[ovirt-devel] [VDSM][sampling] thread pool status and handling of stuck calls

Thu Jul 10 11:22:22 UTC 2014

----- Original Message -----
> From: "Nir Soffer" <nsoffer at redhat.com>
> To: "Saggi Mizrahi" <smizrahi at redhat.com>
> Cc: "Francesco Romani" <fromani at redhat.com>, devel at ovirt.org, "Federico Simoncelli" <fsimonce at redhat.com>, "Michal
> Skrivanek" <mskrivan at redhat.com>
> Sent: Monday, July 7, 2014 11:04:37 PM
> Subject: Re: [ovirt-devel] [VDSM][sampling] thread pool status and handling of	stuck calls

> > We could implement a Timer like class that uses a single preallocated
> > thread.
> > It would only run short operations and queue things in a threadpool in case
> > of long operations. That way it's unrelated to the threadpool and can be
> > used
> > for any use case where we want to queue an event.
> 
> This is exactly what I was thinking about.
> 
> It would be nice if you can review it:
> http://gerrit.ovirt.org/29607

My review is almost done, but I'd like to bring the discussion in a place more friendly and
visible than gerrit.

Scheduler (29607) It is a nice code and could be an useful building block, but some important
pieces are still out of the picture (the biggest: how to react to detect blocked calls? How to
react to them?).
On the other hand, I think I got all the bits in my threadpool patchset concept (29189).
I surely recognize that I did in a very convoluted and unclear manner, but I'm not sure what will
lead to the best outcome between to build on 29607 and add the missing pieces,
or to deentangle 29189 and remove all the cruft from there.

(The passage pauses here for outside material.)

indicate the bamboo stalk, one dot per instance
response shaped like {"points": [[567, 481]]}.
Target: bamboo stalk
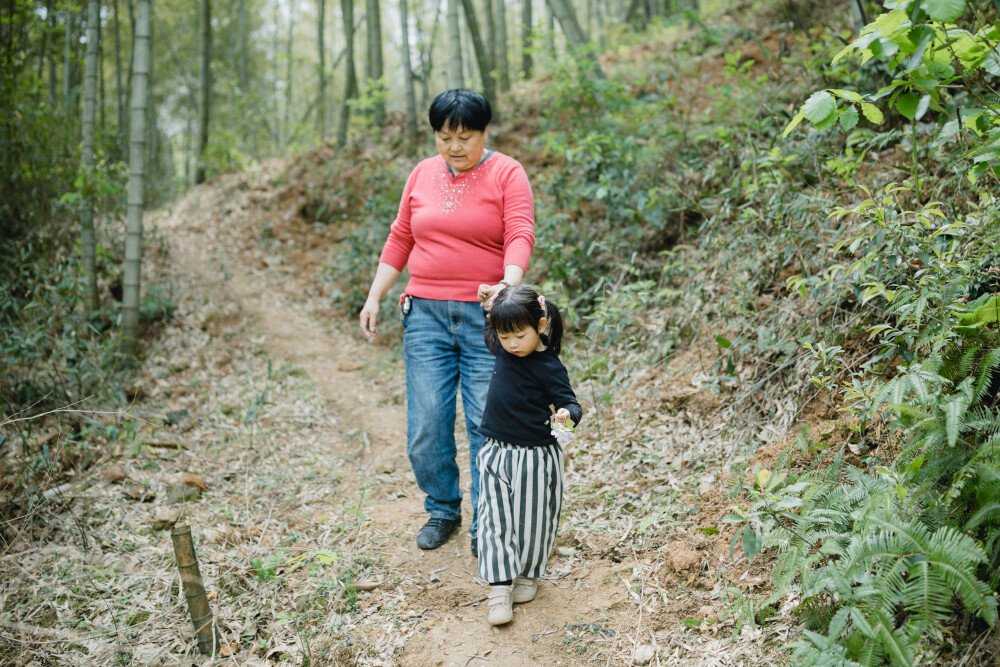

I think it could be useful anyway to map the concepts in play on this effort.
At very least, this can act as summary/recap and can help us to converge on a shared vocabulary
for the further discussion, so let me try.

Tyring to be semi-formal:

* Sampling:
is a snippet of code, usually a method of the Vm class, that updates a set of fields of a Vm object,
describing the state of a running Vm, with fresher data. This involves one or more calls to libvirt.

* VM Samplings:
Synonims "Samplings for a VM" or "VM sampling set" all the samplings that a VM need to fully
update its state. It is worth to be noted that the samplings are
1. periodic
2. with different periods from each other because some data change more frequently than other

* Safeness/Unsafeness
In the context of the libvirt calls, and JUST and ONLY from the PoV of the sampling responsiveness,
is useful to distinguish between
1. safe: except for yet to be seen catastrophic failures, they don't get stuck or block for indefinite
amount of time
2. unsafe: they need to enter in the QEMU monitor and/or touch storage, and we *know* they can block,
likely because it happened in the past.

* Scheduler
Is the agent which decides when to invoke a sampling of a VM.
A Scheduler *must* know about wall time and about samplings intervals.

* Worker
Is the runnable entity (usually, but not necessarily a python thread) which perform a sampling.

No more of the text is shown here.